As it turns out, the power is still with the people.
Just days after the Town Crier looked into complaints from multiple residents about unkempt landscaping in front of the United States Postal Service building on Miramonte Avenue in Los Altos, the weeds disappeared.
A week ago, Postmaster Anli Zhao said a maintenance worker in charge of landscaping the area had been off for a few weeks but was back that morning to start cleaning up the property. Zhao also noted that there had been a budget discrepancy, but that post office staff was working to rectify it.
Mike Mansch, one of the post office customers who complained about the weeds near the entrance, said he was told that no one at the post office was allowed to do the landscaping themselves. Mansch, who owns Alotta’s Deli in south Los Altos, added that when he mentioned the weeds to a postal worker a few years ago, that person hadn’t even noticed.
“No excuse in a $3 million neighborhood to have this,” Mansch said in an email with images he took of the office’s exterior June 11. “If the post office would allow it, we could get volunteers to clean this up.”
Resident Ed Miller spoke of the “eyesore” in a Letter to the Editor in the Town Crier’s June 13 issue, writing that weeds at the post office at Loyola Corners had not been improved because Zhao was “aware of the problem” but indicated help couldn’t be accepted due to “liability issues.”
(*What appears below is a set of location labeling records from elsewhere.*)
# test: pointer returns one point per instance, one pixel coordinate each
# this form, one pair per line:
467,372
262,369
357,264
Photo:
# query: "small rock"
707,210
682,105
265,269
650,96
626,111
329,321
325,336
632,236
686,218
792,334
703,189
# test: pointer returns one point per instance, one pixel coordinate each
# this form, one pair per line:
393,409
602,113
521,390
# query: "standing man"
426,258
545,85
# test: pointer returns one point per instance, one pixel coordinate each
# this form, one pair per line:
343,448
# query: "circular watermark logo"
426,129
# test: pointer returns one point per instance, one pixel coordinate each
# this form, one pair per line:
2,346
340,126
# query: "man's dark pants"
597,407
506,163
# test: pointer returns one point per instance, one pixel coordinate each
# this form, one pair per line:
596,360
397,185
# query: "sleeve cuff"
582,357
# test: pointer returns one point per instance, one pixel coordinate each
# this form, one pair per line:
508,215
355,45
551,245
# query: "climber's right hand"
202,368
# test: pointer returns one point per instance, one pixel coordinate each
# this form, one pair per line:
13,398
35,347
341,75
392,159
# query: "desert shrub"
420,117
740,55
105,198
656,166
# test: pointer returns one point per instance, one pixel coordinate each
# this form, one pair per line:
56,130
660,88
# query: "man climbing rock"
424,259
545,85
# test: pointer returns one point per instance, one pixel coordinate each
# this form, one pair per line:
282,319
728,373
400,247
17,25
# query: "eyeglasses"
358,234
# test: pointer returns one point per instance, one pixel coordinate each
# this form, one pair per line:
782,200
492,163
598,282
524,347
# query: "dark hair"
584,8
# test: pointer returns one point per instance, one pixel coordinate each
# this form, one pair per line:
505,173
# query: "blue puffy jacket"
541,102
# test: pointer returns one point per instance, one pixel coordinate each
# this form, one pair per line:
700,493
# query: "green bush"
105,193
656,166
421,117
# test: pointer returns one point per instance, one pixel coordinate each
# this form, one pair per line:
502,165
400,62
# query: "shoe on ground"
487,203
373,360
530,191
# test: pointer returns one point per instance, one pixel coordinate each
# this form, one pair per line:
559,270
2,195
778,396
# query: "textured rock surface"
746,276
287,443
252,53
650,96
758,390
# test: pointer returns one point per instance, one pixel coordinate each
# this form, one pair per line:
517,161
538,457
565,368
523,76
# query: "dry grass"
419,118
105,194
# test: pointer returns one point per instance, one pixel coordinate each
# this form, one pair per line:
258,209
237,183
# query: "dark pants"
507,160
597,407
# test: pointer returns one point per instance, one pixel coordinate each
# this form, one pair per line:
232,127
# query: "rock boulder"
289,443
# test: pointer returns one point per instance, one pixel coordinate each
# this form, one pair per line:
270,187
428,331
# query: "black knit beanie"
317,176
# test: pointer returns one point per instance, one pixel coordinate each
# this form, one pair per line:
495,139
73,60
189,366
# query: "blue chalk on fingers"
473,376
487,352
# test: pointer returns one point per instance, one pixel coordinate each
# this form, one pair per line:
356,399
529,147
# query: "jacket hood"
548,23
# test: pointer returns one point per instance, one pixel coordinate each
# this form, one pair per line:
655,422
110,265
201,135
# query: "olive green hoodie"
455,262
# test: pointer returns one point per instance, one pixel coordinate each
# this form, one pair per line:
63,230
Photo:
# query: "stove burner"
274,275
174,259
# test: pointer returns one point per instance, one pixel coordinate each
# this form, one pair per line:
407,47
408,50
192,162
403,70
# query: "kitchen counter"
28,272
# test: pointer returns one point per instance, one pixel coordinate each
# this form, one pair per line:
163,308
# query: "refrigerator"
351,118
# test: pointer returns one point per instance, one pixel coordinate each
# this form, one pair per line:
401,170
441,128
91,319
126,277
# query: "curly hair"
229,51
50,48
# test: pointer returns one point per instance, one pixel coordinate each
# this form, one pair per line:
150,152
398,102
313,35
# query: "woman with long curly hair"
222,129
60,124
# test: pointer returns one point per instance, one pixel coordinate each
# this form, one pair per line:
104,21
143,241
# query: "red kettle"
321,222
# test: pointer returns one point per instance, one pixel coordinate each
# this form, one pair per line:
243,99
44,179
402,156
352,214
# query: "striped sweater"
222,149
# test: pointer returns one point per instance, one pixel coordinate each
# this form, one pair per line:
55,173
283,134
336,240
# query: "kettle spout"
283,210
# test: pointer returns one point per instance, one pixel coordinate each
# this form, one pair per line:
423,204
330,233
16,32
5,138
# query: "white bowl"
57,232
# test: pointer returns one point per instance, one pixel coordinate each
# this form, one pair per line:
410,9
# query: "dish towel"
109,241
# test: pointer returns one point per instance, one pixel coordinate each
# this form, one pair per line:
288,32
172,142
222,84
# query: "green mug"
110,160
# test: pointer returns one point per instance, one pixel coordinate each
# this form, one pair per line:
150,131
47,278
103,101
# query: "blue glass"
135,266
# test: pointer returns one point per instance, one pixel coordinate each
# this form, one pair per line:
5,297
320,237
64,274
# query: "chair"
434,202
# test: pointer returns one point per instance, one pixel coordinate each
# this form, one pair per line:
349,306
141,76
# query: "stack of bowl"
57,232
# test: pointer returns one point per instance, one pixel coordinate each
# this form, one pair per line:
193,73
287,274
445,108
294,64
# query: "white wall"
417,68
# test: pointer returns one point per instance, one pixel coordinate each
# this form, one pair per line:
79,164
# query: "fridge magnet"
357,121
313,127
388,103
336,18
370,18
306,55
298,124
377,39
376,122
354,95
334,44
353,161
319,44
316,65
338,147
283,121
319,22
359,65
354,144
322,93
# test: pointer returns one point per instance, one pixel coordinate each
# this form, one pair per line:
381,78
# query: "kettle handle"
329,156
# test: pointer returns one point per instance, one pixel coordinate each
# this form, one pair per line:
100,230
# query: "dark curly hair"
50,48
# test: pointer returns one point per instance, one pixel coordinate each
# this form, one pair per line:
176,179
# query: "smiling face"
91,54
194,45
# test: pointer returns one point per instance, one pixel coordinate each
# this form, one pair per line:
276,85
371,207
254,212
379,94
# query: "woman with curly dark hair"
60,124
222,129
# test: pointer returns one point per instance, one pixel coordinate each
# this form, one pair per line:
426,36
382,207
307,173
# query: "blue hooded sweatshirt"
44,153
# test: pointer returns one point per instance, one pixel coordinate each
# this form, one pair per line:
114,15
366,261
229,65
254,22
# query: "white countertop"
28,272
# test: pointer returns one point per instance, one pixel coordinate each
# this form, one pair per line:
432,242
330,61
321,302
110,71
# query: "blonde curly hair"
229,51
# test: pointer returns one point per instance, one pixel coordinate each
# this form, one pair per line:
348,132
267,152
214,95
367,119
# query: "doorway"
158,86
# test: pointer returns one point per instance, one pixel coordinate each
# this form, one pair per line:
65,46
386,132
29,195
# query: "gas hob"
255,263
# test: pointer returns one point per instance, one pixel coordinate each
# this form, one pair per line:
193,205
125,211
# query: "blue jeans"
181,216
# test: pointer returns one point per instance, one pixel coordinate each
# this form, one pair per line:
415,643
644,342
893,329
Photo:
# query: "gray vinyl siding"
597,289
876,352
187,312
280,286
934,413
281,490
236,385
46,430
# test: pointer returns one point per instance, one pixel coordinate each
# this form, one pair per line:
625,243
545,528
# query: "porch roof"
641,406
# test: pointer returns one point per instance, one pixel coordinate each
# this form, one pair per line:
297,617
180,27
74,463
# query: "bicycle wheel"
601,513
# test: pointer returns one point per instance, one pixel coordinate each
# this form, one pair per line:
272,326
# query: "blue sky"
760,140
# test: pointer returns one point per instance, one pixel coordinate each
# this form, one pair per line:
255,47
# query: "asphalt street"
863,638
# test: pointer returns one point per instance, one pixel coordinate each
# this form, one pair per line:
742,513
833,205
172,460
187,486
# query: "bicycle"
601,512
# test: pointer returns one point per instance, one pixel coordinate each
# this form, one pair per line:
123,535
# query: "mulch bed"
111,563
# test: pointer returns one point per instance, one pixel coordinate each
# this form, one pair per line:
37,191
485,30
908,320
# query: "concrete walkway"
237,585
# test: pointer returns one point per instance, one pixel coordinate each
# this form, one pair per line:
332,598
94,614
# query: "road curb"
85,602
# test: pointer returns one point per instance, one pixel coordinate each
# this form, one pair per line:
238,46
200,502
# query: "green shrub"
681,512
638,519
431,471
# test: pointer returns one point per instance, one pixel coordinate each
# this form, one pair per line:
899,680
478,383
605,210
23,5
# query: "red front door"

Miller said he had talked to Zhao on the phone and stressed that he would assemble a team himself if that were necessary because he felt there should never be brown, “unsightly looking” weeds in front of a public building.
“That’s our property,” he said later in a phone call. “It should be well-maintained.”
Miller added that there were also shrubs that had been planted near the building, but that they were in their “last stages,” and he did not expect gardeners to be able to revive them.
Mansch said many of the design elements around the post office had not changed since it was opened, including the paint he noted is peeling off the building.
The Cupertino resident commended the office for replacing its old flag shortly after the building was built. He described the flag as “ratty” and offered to have his Rotary Club or the Boy Scouts dispose of it in the honorable, correct way. Post office staff refused his offer of help, but they did order a new one in a timely manner.
Because the postal service is a federal agency, the Town Crier reached out to U.S. Rep. Anna Eshoo’s office to get her perspective on the problem, but she was not available for comment.